News that Harrah's last month spent more than $2.7 million to promote the West Warwick project is disgusting.
Governor Carcieri was onto something when he said some time ago that he opposes amending the Constitution here "to help an out-of-state gambling company make a buck off the people of Rhode Island."
That Harrah's is spending so much tells me:
It expects to make a fortune by fleecing people here.
It needs to spend a ton because the pro-casino case is flawed and depends on slick, incessant propaganda.
Opponents of the casino need to wake up and put up some serious money of their own. Truth is powerful and can overcome a lot, but you still need bucks in order to be heard.
I didn't need former Gov. Lincoln Almond to tell me any of this, but when I called yesterday to see how he was taking the news about the $2.7 million, we were in perfect accord.
It's stunning, he said. "I assume they'll spend a lot more -- significantly more. That gives you an indication of what the future holds for Harrah's if they win -- a lot of money coming out of the Rhode Island economy. . . . They just take from the existing economy and that means the existing businesses are going to get hurt."
Like an old war horse smelling the smoke of battle, Almond sounded on the verge of agreeing to chair Save Our State, the casino opposition group. "It's an important issue," he said.
Almond said he expects Lincoln Park and Newport Grand to help finance a "no" vote, but that the business community in general also needs to come through. "You've got to get the facts out," he said, to counter the promoters' "baloney."
Laurie White, president of the Greater Providence Chamber of Commerce, which opposes the casino, said there's no way the anti-casino forces will be able, dollar for dollar, to match Harrah's outlay, a figure she called even more "astounding" when you think of it as $87,820 a day.
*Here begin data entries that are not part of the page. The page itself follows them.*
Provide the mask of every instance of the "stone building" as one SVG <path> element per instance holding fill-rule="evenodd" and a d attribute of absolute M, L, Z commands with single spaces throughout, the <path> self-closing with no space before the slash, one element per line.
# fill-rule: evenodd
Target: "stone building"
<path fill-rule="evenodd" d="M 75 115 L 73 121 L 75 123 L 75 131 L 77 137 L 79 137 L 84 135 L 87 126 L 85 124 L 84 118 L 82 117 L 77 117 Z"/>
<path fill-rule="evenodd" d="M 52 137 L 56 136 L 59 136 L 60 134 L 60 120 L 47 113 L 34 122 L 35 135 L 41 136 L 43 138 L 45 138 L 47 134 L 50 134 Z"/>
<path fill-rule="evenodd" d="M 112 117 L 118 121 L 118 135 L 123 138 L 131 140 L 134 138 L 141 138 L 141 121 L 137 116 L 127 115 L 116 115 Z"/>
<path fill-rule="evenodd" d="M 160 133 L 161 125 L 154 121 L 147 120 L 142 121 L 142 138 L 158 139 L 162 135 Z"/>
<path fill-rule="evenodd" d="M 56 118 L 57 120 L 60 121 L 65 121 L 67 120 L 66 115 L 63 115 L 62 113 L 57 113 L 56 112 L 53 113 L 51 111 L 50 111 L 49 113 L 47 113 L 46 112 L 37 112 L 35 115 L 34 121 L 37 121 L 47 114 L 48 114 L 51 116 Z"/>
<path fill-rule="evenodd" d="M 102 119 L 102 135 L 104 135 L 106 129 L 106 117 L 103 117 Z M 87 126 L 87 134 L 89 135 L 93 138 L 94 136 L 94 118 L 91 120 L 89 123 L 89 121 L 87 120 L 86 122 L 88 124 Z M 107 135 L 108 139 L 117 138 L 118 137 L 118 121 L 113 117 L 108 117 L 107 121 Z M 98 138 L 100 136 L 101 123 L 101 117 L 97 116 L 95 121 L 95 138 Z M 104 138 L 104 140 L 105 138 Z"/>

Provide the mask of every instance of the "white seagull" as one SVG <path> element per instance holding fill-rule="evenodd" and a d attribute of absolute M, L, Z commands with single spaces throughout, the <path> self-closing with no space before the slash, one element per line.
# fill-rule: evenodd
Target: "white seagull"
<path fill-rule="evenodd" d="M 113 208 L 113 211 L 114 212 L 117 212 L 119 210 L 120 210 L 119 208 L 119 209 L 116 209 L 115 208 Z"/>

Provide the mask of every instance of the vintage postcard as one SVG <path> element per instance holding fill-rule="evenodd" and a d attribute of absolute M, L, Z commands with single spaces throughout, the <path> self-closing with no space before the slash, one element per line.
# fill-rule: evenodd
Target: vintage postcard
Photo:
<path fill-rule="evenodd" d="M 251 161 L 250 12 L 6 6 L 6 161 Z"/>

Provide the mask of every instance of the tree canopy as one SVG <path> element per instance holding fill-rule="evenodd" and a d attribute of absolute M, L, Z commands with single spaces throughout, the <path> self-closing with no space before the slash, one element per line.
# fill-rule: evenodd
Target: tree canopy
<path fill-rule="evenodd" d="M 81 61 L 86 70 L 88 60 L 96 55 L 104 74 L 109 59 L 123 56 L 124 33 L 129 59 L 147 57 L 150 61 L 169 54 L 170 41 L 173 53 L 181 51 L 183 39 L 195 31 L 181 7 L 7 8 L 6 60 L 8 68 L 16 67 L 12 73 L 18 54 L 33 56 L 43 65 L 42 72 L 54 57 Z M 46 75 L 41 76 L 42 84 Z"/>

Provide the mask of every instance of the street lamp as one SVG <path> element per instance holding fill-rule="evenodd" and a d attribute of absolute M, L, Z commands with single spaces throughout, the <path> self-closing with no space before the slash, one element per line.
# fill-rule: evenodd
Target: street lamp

Still, she said, "I'm very confident that the anti-casino coalition will raise and spend what it takes to defeat this."
I think casino opponents can win by exposing the proponents' tax relief promises that are as evanescent as skywriting, by arguing that the casino would gouge state revenues from Lincoln and Newport, and by painting the West Warwick arrangement as a cozy State House insider-legislative deal without competitive bidding.
Although I was disappointed in the court decision, I do not criticize Judge Smith. At Monday's hearing, he demonstrated exactly the kind of rigorous, probing intellect and even-handed, pleasant temperament one looks for in a jurist.
On Tuesday he ruled that there were serious questions under the U.S. Constitution about the ballot proposition but there'd be no irreparable harm in proceeding with the vote. The constitutional issues, he said, can be revisited.
It was, for the moment anyway, a triumph for Harrah's and the tribe. I thought back to something that happened after Monday's hearing. Chief Sachem Matthew Thomas told reporters, "I never seem optimistic when I come out of courthouses. . . . We always remember we're in Rhode Island."
He refused to elaborate, and walked off. Thomas is a classy guy, and this seemed like a cheap shot. I hope Smith's ruling gave Thomas more confidence in judges here.
And now it's on to the people, whom I'd like to think are a lot smarter than Harrah's thinks they are.